Home

Prometheus Bound by Rubens (Philadelphia Museum of Art [1]

Word Smith: Prometheus Gap

There is a play ripe with Greek mythology that is often attributed to Aeschylus. Written in about 500 BC, one of his many stories is about the Titan, Prometheus. The stories are written in three plays: “Prometheus the Fire-Bearer,” “Prometheus Bound” and “Prometheus Unbound.” Aeschylus becomes the narrator of a titanic battle of the ages. The only surviving play in the trilogy is the second one — “Prometheus Bound.”

Prometheus Bound

Prometheus, having stolen fire from his fellow Titans, delivered it to humans, Zeus and the gods knew he had to be punished. With fire humans were launched on the road to evermore powerful inventions, a fate the Titans could not tolerate. They knew that the knowledge and use of fire would diminish the power of Mt. Olympus and that belittling would create a cascade of technological advances (think of the Bronze Age) that would unleash new forms of death, destruction and exploitation beyond anyone’s control. In the myth the gods chained Prometheus to a rock and an eagle made daily visits to eat his liver, which grew back overnight. The Titans banished Prometheus to a life of torture for the rest of eternity.

Corollary

The corollary to the Prometheus myth shows up from time to time in psychology for other victims of bringing torture to humans without the ability to control future outcomes. In the New York Times, on Sunday, September 6, 2020 was an article about the dropping of the hydrogen bomb on Hiroshima. Maj Claude Easterley was one of the pilots who gave the “go ahead” for the dropping of the bomb to the pilots of the Enola Gay: Col. Paul Tibbets and Robert Lewis. Although Easterly was not aboard the plane, which dropped the bomb “Little Boy” on August 6, 1945, he was forever haunted by his part in the attack. In the article, Easterly confides in the German-Jewish philosopher and anti-nuclear activist, Günther Anders, to help him cope with his nightmares, anger, self-sabotage and guilt. In the process Anders describes the condition of Easterly as experiencing a Prometheus Gap. Easterly’s guilt complex with the bombing of Hiroshima drove him to commit petty crimes as if he longed for public punishment. A jury at a trial for post office burglaries found him “not guilty by reason of insanity,” and he was released.

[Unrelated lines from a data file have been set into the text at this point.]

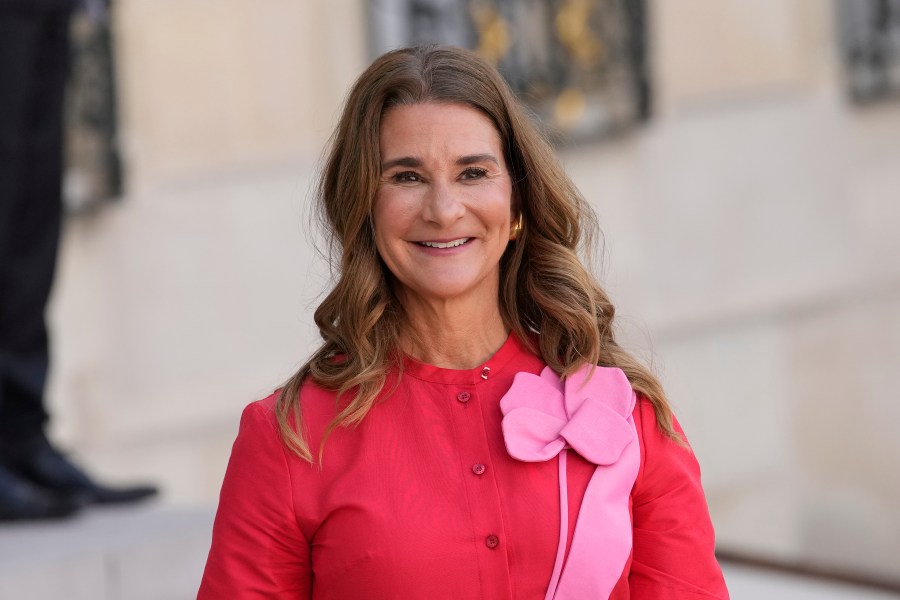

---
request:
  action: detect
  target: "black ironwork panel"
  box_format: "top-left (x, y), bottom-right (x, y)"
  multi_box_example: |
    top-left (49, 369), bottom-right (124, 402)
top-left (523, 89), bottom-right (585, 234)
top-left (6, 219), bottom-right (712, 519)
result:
top-left (369, 0), bottom-right (651, 141)
top-left (837, 0), bottom-right (900, 103)
top-left (64, 2), bottom-right (122, 212)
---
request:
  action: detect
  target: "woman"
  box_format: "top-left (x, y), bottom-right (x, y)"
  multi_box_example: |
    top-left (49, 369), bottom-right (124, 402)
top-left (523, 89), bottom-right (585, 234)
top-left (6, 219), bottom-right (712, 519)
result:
top-left (199, 47), bottom-right (727, 600)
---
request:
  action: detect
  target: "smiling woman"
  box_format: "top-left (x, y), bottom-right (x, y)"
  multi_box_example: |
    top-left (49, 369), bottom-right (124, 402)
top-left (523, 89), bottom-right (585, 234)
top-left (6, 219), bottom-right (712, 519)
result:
top-left (372, 103), bottom-right (516, 346)
top-left (199, 47), bottom-right (727, 600)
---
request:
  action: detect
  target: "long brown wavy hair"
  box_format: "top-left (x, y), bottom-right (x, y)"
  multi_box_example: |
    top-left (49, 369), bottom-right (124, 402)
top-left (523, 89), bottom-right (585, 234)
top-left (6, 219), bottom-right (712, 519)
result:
top-left (276, 46), bottom-right (680, 462)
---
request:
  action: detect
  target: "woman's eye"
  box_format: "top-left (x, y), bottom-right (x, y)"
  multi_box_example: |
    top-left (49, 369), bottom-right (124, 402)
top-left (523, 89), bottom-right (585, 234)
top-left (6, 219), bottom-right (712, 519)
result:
top-left (462, 167), bottom-right (487, 179)
top-left (391, 171), bottom-right (422, 183)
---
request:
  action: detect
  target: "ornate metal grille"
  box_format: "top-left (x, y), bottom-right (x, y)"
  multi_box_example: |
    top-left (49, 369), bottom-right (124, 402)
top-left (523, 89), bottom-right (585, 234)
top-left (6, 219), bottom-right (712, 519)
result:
top-left (369, 0), bottom-right (651, 141)
top-left (64, 2), bottom-right (122, 212)
top-left (838, 0), bottom-right (900, 103)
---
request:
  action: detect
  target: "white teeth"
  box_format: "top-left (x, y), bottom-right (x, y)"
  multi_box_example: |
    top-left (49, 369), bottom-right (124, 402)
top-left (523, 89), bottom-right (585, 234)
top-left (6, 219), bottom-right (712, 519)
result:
top-left (419, 238), bottom-right (469, 248)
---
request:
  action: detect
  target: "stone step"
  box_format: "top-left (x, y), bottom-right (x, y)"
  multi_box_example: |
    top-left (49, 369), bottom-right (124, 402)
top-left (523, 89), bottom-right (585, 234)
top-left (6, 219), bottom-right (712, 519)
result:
top-left (0, 504), bottom-right (214, 600)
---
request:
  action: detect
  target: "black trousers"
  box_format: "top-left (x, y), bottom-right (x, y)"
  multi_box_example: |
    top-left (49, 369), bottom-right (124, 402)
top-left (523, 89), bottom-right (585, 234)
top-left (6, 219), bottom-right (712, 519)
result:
top-left (0, 0), bottom-right (70, 442)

Anders provided Easterley with a platform for him to speak out about his disdain of nuclear weapons. Easterley used the podium to influence the world toward reconciliation and peace. He publicly condemned nuclear devastation and sent a message to the people of Hiroshima: he said he was unable to forget the act and the guilt caused him much pain and great suffering. “I asked them to forgive me.” Thirty young females, who had survived the blast, despite their scaring from the destruction, responded, “We have learned to feel towards you a fellow-feeling, thinking that you are also a victim of war like us.”

No Nukes, Now What

As a follow-up to the Anders-Easterely debates, how many of the supposed good deeds of countries have blown up in our disparate societies today? The SALT-CTBT-NPT-PTBT-TPNW-UNODA is an alphabet soup of treaties enacted to keep nuclear weapons out of the hands of rogue nations. How many countries have the power for nuclear destruction today? Pakistan/India, Iran/Israel, USA/Russia, China/North Korea. It is a growing list of tit-for-tat warfare. Who has the bigger arsenal?

How about actions further from nuclear armament but just as wrong-headed and harmful: The G.I. Bill and the systemic racism that resulted in its payments to white-only veterans. The Jim Crow laws that were enacted in the south were nothing like separate but equal. The redlining of where Blacks could rent, own, shop, dine and worship.

The land treaties with the Native American tribes, which were summarily ignored and violated. The treatment of Japanese during and after the internment camps. The immigration and Visa process, first defining what it meant to live on American soil, now restricting who and how can new members can join the club. Public education that has been segregated by the actions of “Nice White Parents” for decades to perpetuate the racism of this “melting pot” of America. The list goes on and on. As the Yale professor, Seymour Sarason, wrote more than 50 years ago, “The More Things Change, the More They Remain the Same.

What gaps in society and technology have you seen repeated over and over and over again? What are the Prometheus Gaps you have seen and witnessed in your life? And what can we do to stop the Titans from stifling the prosperity and humanity of everyone else?